Dalam Syarh Al Hikam disebutkan, bahwa seseorang bermimpi bertemu dengan saudaranya yang telah wafat, kemudian ia pun bertanya mengenai perihalnya, "Apa yang telah Allah lakukan terhadapmu?" Saudaranya itu pun menjawab,”Allah mengampuniku dan menyayangiku, hal itu disebabkan saat aku melalui jalanan di Baghdad dalam keadaan hujan deras, aku menyaksikan seekor kucing kedinginan, aku pun merasa kasihan lalu aku ambil dia dan kuletakkan dibalik pakaiannku." (Lihat, Faidh Al Qadir, 6/239)

Melakukan kebaikan memerlukan keberanian untuk memulai.Saat berada di dalam sebuah bus, disebelah kita ada seorang nenek berdiri. Dia berdiri karena tidak dapat kebagian tempat kursi. Karena kasihan kita pun mempersilahkan sang nenek untuk duduk di tempat kita duduk. Tampak sederhana. Tapi sungguh hal itu memerlukan keberanian untuk memulai. Karena bisa saja ada respon orang lain yang membuat kita malu. Misalnya perkataan teman kita, "Wah solehnya kamu", "Ngga nyangka kamu begitu peduli". Atau pandangan tidak biasa dari orang-orang di sekeliling kita.

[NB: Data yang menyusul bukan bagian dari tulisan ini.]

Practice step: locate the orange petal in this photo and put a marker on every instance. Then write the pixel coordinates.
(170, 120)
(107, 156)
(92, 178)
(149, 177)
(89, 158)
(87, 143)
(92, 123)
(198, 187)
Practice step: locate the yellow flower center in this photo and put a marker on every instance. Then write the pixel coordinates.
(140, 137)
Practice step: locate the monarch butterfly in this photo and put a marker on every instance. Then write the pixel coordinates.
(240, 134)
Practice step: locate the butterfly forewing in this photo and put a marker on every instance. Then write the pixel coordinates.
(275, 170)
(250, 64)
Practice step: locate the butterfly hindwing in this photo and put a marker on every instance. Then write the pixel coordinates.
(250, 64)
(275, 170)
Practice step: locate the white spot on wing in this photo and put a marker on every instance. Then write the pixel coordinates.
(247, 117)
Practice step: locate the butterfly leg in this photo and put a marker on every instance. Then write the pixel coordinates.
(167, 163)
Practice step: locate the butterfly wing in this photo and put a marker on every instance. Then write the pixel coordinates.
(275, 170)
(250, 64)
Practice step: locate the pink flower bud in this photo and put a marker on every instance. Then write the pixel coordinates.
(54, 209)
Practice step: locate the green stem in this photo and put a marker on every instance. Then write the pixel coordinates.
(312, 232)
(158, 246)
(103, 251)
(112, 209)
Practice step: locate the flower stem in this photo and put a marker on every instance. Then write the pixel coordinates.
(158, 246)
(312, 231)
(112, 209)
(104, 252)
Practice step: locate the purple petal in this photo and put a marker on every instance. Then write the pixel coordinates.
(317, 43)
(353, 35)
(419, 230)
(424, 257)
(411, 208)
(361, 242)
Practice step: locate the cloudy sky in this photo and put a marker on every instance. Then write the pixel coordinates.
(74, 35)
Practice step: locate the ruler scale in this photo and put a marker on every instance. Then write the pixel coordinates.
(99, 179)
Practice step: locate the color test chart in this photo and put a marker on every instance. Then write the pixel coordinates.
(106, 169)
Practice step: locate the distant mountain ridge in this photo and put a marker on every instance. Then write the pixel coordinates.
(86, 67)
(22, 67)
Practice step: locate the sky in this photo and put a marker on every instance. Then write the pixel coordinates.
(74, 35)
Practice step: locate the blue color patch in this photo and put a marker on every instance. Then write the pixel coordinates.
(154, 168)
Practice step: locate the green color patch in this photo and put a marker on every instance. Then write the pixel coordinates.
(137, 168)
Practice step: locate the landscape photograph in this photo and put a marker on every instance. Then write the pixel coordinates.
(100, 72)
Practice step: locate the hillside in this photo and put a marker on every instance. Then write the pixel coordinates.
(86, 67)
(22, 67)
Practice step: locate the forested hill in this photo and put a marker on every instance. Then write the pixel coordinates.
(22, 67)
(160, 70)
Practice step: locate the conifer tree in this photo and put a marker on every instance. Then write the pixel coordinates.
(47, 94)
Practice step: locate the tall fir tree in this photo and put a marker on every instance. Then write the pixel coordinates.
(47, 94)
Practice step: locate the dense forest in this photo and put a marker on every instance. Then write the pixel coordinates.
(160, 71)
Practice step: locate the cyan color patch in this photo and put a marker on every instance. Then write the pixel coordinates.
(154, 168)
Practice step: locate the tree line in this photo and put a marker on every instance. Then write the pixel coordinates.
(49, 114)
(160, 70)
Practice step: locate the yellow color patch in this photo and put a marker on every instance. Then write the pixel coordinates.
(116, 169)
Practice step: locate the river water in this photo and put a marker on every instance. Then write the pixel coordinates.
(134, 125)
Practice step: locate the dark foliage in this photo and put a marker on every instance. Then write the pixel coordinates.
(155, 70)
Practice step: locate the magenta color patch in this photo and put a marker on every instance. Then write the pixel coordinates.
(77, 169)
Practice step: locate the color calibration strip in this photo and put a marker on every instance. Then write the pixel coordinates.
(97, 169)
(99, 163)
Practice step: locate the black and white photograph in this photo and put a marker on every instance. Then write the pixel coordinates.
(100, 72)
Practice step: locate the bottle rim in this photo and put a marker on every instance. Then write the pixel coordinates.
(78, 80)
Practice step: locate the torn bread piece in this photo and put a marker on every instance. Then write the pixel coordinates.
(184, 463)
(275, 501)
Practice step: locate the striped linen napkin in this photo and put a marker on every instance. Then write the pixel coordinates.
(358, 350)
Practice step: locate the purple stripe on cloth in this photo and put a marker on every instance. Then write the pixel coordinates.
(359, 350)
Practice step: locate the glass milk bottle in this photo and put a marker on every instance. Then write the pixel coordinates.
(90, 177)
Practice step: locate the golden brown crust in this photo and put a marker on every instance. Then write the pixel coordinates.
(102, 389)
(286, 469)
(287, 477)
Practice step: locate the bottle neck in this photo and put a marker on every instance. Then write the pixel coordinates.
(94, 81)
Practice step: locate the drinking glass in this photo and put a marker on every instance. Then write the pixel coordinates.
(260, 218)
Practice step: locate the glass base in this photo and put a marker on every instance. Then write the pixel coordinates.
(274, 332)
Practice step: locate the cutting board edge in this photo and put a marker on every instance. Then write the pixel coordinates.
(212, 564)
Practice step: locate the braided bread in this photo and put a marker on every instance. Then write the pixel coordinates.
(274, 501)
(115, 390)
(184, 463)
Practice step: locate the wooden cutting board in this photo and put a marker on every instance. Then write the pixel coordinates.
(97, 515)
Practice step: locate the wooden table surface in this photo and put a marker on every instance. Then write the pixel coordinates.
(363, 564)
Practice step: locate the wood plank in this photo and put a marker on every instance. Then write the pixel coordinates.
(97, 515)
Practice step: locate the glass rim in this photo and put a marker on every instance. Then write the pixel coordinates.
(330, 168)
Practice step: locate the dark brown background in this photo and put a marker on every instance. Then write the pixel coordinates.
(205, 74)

Mungkin mereka memandang kita demikian karena kita tidak seperti yang mereka bayangkan sebelumnya; kita ini sama seperti mereka. Sama-sama tidak peduli. Sama-sama tidak soleh.

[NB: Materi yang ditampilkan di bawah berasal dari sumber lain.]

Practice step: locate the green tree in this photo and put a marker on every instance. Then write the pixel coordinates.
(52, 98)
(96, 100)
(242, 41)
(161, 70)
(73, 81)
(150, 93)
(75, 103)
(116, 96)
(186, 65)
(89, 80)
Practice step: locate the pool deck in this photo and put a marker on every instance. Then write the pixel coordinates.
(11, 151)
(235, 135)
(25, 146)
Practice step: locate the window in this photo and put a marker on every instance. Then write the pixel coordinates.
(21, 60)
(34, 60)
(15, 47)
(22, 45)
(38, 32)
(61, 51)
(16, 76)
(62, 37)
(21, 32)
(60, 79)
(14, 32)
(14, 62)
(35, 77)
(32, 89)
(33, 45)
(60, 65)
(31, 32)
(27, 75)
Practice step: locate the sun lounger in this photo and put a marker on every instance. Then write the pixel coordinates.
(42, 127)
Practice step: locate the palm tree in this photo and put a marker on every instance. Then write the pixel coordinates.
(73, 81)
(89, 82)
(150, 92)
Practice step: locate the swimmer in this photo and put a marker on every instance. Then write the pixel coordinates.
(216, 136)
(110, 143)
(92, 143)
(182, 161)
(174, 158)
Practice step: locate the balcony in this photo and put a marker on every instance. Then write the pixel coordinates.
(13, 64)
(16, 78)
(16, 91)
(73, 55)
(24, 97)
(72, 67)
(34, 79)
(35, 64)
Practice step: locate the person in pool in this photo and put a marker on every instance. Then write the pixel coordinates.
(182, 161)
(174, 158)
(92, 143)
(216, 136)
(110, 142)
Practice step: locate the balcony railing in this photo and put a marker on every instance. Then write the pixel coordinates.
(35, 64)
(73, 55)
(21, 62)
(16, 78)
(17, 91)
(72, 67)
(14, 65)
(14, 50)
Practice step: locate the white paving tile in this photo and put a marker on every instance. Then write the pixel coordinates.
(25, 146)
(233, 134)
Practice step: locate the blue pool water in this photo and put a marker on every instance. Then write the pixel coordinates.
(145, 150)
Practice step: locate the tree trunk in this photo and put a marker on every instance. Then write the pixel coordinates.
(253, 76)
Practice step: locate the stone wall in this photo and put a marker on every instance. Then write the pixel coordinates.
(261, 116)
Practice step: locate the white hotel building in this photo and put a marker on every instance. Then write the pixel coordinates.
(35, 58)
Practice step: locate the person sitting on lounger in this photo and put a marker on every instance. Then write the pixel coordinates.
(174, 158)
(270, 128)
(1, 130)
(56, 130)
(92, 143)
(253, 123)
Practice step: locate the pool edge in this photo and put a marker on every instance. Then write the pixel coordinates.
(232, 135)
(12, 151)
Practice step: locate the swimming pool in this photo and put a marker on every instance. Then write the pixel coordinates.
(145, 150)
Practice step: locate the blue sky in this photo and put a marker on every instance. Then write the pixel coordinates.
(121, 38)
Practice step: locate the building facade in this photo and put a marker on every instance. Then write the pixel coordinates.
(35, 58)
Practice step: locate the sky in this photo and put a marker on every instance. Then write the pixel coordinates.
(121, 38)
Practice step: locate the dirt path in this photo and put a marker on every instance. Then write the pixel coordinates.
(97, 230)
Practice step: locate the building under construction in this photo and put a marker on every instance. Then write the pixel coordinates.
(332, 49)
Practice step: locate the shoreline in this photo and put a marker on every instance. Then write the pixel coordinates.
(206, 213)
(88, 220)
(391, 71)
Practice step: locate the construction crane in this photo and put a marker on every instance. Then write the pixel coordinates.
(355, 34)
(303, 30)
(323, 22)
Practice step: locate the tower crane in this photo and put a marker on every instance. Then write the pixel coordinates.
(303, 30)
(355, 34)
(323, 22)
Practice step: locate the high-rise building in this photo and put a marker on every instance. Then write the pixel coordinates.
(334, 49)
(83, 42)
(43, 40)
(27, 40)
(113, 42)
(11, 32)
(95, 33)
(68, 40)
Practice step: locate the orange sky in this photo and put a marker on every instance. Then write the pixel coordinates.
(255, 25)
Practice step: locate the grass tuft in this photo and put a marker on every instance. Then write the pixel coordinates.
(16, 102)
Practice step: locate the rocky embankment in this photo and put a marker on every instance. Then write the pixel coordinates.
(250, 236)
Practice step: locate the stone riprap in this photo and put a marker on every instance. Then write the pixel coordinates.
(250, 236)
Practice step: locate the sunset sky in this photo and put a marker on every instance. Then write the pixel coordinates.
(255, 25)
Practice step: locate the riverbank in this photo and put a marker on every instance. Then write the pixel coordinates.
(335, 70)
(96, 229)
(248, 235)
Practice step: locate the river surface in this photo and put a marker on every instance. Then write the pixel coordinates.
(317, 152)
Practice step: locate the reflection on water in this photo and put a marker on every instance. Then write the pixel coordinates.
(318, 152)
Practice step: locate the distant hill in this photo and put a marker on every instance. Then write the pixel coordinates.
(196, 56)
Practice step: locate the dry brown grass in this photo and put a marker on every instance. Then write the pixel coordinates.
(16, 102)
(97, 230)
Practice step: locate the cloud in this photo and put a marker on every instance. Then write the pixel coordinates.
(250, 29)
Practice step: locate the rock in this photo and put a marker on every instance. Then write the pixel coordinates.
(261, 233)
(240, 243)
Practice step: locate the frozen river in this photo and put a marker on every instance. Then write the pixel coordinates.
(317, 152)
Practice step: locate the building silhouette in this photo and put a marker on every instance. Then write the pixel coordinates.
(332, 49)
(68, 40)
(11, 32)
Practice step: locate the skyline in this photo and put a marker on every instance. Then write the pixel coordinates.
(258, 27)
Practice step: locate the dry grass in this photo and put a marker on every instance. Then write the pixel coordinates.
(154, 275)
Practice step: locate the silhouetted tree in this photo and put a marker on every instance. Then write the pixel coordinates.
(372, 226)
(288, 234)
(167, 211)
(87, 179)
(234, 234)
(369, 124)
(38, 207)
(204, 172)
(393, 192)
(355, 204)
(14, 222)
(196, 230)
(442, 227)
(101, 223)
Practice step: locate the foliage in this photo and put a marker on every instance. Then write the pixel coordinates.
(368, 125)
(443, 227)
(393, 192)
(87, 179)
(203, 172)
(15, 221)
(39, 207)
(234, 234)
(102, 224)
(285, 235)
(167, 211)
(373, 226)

Keberanian itu mengalahkan ocehan-ocehan yang membuat kita malu atau ego yang membuat kita tidak bergerak atau rasa malas yang membuat kita tidak mau berkorban. Keberanian kita akan menjadi pembeda antara kita dengan mereka; apakah kita sama seperti mereka atau tidak. Tatkala orang lain tidak peduli; apakah kita peduli atau tidak. Memulai tradisi yang baik menjadikan kita gerbong yang diikuti; pahala yang kita terima tidak hanya berhenti disitu tapi terus sampai hari penghisaban.